Vagos: Peregrinação de Ancas sem acolhimento religioso

Afinal, nem sempre a tradição é para cumprir. Que o digam as dezenas de peregrinos da paróquia de Ancas, que na última sexta-feira cumpriram, em Vagos, mais uma promessa ancestral.
Chegaram à hora aprazada, por volta das sete da tarde, depois de terem atravessado a pé terras bairradinas. Mas não tinham qualquer entidade religiosa a recebê-los. Nem padre, que à mesma hora rezava missa, nem diácono, este ausente por razões de saúde.
“Que me lembre, nunca tal aconteceu”, confessou-nos, desacorçoado, um antigo juiz da igreja de Ancas, devoto confesso da Senhora de Vagos, que não quis identificar-se. Apesar de não ter feito a totalidade do trajeto a pé (diz que foi forçado a parar, em Bustos, “por causa da perna”), acabou por reconhecer que “o povo não teve o devido acolhimento”.
Tal situação, que terá deixado igualmente perplexo o juiz da igreja e restante mordomia, acabaria resolvida com a intervenção de um leigo.

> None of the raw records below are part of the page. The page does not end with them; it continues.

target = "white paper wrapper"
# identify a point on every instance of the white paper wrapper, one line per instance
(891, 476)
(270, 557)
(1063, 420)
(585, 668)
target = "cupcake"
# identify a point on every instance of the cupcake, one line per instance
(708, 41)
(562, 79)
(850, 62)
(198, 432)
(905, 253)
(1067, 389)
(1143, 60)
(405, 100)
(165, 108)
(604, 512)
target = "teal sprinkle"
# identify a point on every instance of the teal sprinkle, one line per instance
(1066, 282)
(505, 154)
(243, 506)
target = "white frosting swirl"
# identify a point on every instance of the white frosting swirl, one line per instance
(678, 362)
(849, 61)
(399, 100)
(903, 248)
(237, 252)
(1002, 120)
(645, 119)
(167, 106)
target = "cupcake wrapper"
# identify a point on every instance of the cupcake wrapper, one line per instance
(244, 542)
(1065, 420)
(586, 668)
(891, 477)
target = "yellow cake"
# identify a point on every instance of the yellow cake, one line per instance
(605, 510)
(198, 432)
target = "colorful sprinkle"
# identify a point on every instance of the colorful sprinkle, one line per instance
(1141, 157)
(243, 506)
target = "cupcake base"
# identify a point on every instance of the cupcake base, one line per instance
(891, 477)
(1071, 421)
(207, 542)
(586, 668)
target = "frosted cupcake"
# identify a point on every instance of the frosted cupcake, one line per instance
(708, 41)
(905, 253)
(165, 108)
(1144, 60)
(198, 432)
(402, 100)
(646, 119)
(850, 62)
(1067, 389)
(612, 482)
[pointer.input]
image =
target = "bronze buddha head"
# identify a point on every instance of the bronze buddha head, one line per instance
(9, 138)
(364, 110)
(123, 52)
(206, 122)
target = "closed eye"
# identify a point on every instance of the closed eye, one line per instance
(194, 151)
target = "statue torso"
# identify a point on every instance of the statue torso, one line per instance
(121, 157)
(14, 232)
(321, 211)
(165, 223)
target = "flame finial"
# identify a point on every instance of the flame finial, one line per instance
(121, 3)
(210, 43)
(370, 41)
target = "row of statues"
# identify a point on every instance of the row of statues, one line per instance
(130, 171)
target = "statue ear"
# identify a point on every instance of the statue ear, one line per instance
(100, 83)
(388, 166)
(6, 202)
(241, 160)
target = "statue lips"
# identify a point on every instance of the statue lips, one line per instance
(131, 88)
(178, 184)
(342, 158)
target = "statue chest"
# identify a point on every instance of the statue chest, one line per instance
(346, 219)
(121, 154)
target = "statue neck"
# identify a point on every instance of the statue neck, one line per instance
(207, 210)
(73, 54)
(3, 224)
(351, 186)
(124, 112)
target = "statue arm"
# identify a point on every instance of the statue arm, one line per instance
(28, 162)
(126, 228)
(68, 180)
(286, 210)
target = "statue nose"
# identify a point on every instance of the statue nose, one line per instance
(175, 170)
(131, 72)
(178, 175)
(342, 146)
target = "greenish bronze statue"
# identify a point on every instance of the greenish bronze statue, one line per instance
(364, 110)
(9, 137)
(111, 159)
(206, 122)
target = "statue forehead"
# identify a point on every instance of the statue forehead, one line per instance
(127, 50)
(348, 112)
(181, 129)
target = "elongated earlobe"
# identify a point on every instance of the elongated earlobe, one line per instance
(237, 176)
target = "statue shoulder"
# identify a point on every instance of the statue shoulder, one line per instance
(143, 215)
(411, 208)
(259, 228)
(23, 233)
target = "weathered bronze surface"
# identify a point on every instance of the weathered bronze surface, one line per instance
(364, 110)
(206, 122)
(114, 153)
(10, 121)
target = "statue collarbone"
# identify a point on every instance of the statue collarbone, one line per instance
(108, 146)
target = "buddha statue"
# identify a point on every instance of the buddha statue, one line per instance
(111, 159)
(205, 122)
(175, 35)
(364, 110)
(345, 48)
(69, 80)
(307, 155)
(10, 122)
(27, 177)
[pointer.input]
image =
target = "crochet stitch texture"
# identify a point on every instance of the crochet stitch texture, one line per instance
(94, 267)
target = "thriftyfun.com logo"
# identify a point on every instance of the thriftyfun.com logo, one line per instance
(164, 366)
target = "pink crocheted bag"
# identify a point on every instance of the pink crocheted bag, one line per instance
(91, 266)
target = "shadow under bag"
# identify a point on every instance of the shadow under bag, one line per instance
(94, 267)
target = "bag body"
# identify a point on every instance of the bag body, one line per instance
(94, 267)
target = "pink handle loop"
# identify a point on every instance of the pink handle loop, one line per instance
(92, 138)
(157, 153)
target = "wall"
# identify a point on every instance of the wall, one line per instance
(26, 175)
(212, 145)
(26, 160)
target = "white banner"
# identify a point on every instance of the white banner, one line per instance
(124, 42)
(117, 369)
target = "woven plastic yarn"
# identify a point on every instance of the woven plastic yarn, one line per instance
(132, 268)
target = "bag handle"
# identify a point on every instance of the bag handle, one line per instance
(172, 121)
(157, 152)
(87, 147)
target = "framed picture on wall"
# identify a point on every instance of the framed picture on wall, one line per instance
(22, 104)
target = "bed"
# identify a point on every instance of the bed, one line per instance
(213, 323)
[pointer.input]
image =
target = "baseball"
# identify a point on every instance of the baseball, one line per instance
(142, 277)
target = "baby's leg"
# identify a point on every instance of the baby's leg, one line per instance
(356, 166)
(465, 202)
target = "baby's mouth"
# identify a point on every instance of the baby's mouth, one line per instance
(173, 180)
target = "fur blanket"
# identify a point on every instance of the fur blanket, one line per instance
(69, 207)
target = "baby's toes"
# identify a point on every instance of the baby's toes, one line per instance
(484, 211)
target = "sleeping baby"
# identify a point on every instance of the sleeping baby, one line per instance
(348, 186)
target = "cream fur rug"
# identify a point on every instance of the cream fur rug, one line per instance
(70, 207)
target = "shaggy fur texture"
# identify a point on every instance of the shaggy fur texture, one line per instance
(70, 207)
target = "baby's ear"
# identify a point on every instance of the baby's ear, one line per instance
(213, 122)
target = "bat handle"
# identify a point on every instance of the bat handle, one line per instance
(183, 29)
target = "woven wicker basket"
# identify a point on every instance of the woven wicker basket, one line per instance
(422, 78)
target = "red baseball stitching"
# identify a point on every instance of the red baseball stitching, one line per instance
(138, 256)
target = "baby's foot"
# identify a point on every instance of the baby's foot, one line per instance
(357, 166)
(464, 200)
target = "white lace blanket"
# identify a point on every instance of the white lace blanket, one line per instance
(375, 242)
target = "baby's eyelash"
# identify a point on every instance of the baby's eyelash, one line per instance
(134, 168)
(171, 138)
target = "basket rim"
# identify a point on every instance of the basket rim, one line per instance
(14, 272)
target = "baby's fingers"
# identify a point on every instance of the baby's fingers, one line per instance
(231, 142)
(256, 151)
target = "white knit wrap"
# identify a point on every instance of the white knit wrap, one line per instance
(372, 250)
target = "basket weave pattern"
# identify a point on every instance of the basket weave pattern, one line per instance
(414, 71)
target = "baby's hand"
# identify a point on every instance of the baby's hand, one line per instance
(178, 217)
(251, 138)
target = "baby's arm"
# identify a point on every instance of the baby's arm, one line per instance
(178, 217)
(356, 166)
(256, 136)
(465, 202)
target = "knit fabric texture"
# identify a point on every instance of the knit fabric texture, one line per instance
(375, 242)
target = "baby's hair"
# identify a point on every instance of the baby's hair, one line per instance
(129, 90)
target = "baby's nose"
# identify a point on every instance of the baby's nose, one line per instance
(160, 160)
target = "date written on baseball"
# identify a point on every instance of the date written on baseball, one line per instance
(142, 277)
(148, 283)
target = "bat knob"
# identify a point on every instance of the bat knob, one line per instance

Habituado às causas religiosas, Basílio Oliveira acompanhou a procissão, desde o monumento do Poder Local, até à igreja matriz, tendo presidido à recitação comunitária do terço.
Alguns peregrinos pernoitaram no quartel dos bombeiros, utilizando esteiras “como antigamente”, enquanto outros regressaram a casa. Segundo o juiz da igreja, que desvalorizou o que se passou no acolhimento, a adesão de peregrinos “está estabilizada, se bem que este ano até tenha aumentado”. Os jovens continuam a “gostar desta experiência de fé”, admitiu Vítor Rosa Simões, confirmando que os idosos aproveitam “boleia” dos familiares e “não costumam faltar à missa”.

Cânticos e ladainhas. No sábado, a alvorada foi às sete, com os peregrinos na estrada, em procissão, rumo ao santuário da Senhora de Vagos. Foram agradecer, com cânticos e ladainhas, o “dom da chuva” que nos séculos XVII ou XVIII veio pôr ponto final na prolongada seca, de sete anos, na região da Bairrada.
Para além do juiz da igreja e respetiva mordomia, marcaram presença na procissão as mordomas de S. Martinho, que haviam transportado, à cabeça, o pesado tabuleiro com as lanternas e a cruz de prata da paróquia de Nossa Senhora da Assunção. Antes da missa, celebrada pelo pároco de Ancas, Pe. João Carlos Carvalho, o cortejo deu três voltas à capela. No final da celebração, o juiz Vítor Simões prestou contas, tendo deixado, no santuário, a contribuição monetária recolhida na freguesia.
Organizado pela “juíza”, Maria Manuela Seabra, o almoço de receção aos peregrinos não se realizou este ano em Amoreira da Gândara, devido a obras no local, tendo decorrido em Ancas, no parque da Lagoa do Paul.